One of those patients was Alabama native Gabby Goidel, who was just days away from her egg retrieval when the state court’s ruling came down. She and her husband feverishly called other providers in the state but could not find another provider. Eventually, they packed their bags and headed to Texas.
Ms Goidel, who has an unexplained genetic fertility problem, said: ‘Most of our embryos are not going to be genetically normal.
‘My hope would be that we could let those embryos naturally pass, but now it’s, “Do we have to save them?” I don’t necessarily want to implant a child that I know is going to miscarry.’
According to Heather Williams, president of the Democratic Legislative Campaign Committee, an influential organization dedicated to electing Democrats to state legislatures, Iowa’s bill following the Alabama court’s decision is symptomatic of major efforts to undermine women’s bodily autonomy.
Ms Williams said: ‘In a country full of Republican legislators trying to outdo each other in rolling back fundamental freedoms, this Iowa bill shows that what happened in Alabama last month doesn’t just stay in one state.
‘Protections for IVF and other reproductive freedoms should be the law of the land.

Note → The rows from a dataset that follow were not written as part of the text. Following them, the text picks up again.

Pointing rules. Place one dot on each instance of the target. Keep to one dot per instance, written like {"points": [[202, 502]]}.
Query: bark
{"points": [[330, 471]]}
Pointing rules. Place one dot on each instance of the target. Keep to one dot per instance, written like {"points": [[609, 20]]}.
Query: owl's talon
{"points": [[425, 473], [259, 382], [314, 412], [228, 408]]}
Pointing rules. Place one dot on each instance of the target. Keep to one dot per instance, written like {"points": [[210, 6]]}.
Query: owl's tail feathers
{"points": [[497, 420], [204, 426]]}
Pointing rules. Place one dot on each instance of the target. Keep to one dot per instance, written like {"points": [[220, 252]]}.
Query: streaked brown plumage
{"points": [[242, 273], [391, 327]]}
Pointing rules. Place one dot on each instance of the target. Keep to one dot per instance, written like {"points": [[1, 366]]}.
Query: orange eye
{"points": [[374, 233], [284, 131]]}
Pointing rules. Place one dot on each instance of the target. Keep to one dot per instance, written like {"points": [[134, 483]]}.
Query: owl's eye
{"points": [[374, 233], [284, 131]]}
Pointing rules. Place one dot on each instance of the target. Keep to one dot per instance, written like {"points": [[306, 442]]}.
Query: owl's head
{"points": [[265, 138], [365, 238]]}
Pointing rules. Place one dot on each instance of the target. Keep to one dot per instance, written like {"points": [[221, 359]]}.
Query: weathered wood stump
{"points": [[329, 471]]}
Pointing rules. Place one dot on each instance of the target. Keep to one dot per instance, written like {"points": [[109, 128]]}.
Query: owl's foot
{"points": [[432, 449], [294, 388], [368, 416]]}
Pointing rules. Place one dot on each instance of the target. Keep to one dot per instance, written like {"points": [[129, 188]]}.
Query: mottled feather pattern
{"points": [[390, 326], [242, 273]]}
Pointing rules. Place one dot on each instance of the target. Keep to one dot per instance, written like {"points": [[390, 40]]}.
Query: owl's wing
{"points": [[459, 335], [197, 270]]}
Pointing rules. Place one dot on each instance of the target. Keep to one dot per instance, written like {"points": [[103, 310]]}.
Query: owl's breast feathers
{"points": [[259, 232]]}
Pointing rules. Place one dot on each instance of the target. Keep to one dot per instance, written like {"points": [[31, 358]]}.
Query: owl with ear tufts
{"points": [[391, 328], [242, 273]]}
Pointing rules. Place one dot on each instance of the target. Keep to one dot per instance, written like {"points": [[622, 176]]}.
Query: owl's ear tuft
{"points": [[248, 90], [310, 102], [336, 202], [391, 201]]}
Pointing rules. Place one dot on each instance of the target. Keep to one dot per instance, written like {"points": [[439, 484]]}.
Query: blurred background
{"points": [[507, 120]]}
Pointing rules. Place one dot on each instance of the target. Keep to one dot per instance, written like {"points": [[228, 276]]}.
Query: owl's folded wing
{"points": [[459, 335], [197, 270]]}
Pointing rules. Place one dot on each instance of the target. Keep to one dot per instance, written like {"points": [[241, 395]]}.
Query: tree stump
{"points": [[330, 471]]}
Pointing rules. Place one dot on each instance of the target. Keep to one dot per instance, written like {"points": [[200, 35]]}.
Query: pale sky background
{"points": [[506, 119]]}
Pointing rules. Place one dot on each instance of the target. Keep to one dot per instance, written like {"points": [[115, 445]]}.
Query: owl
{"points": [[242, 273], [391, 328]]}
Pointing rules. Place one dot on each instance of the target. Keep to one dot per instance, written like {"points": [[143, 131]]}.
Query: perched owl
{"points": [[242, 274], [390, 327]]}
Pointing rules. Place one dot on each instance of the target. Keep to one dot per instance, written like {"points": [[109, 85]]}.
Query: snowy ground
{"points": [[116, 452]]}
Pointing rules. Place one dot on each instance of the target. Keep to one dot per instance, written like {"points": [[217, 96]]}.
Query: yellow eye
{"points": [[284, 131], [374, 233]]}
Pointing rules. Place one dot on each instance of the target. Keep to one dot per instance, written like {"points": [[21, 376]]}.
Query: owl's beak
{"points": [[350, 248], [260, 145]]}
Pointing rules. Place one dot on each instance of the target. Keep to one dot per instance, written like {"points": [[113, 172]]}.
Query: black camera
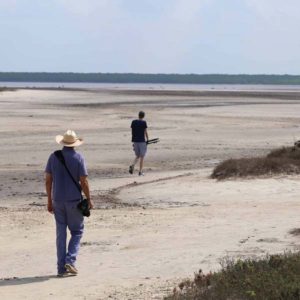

Once again, Republicans aren’t slowing down with their attacks on women and reproductive rights.’
At the same time, Amanda Zurawski, 36, of Texas, has chosen to move her frozen embryos out of the state for fear lawmakers could follow Alabama’s lead and block her from starting a family on her terms.
She said the process of IVF is anxiety-inducing enough on its own, but the ruling and subsequent closure of some clinics in Alabama have added ‘another layer of fear and anxiety.’